August 19, 2008

Thoughtful Talk about Positive Psychology

Martin Seligman, the founder of positive psychology ("a field of study that examines healthy states, such as happiness, strength of character and optimism") spoke at the Ted Conference back in 2004, and the video has just been made available online:

He talks clearly about the state of positive psychology today, including some background. Psychology (arguably, clinical psychology, though he doesn't explicitly say this) has long been known for making "miserable people less miserable" - but Seligman argues that there is a cost to this: we become "victimologists," ignore "normal people" and genius, and we don't work on developing "interventions" on helping people become happier.

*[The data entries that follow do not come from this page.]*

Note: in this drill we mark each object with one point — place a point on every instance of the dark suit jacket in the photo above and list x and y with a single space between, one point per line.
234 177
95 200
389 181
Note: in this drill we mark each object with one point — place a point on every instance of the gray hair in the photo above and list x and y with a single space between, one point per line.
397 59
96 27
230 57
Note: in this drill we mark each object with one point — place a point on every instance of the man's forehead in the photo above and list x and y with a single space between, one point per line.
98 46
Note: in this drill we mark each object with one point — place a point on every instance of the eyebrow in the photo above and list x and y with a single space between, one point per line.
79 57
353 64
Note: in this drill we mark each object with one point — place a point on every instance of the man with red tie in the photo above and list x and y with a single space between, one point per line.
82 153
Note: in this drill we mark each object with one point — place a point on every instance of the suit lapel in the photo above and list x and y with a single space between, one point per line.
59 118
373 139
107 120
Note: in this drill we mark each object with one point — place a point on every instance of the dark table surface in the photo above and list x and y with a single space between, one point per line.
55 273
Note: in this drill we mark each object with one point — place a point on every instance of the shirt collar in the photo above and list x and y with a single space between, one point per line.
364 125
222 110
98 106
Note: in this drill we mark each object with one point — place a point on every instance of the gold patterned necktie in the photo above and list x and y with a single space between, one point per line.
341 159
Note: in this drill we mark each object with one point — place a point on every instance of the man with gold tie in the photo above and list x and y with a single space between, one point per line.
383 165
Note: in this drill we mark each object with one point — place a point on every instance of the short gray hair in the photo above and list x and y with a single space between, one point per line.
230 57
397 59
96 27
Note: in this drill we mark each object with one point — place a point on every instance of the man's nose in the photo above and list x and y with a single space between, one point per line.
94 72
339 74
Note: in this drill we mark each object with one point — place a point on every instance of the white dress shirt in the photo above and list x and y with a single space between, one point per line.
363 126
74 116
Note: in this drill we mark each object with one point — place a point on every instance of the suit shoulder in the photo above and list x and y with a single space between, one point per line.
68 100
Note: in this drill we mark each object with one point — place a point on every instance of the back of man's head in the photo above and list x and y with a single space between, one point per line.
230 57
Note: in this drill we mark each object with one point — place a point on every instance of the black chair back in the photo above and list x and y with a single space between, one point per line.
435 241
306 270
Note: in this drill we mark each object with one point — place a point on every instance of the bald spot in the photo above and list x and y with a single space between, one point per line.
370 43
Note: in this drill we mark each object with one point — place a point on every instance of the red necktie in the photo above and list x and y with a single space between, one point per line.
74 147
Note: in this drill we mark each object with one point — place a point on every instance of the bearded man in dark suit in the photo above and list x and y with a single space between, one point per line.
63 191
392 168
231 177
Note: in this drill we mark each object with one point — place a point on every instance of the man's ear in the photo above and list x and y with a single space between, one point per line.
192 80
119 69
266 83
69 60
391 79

He describes three kinds of "happiness:"
  1. The "pleasant life" includes having as many pleasures and pleasant emotions as possible. Some drawbacks: much of this is "heritable," meaning that you are born with it or you're not; and like tasty food, pleasant emotions can be "habituated," (Seligman analogizes French vanilla ice cream: the first bite is scrumptious, but by the sixth bite, you forget it's the best ice cream you've ever had).
  2. The "good life," which Seligman describes as being about "flow:" when time stops, you have intense concentration, and you are totally consumed by what you're doing.
  3. Meaning. Knowing what your strengths are and using them to good effect for yourself and others.
Finally, Seligman talks about successful "positive interventions" which help improve people's happiness. He assures the audience that studies for these interventions are done in the same "rigorous" manner in which drug effectiveness is tested, including long-term studies, placebo controlled, and random assignment of therapies. He describes some interesting activities which enhance the pleasant life:
  1. Plan a beautiful day
  2. Gratitude visit
  3. Strengths date (with couples)
  4. Fun vs. philanthropy (note: philanthropy has longer-lasting "pleasant" results than fun)
Watch the video for details about these activities, and check out his web site for even more information.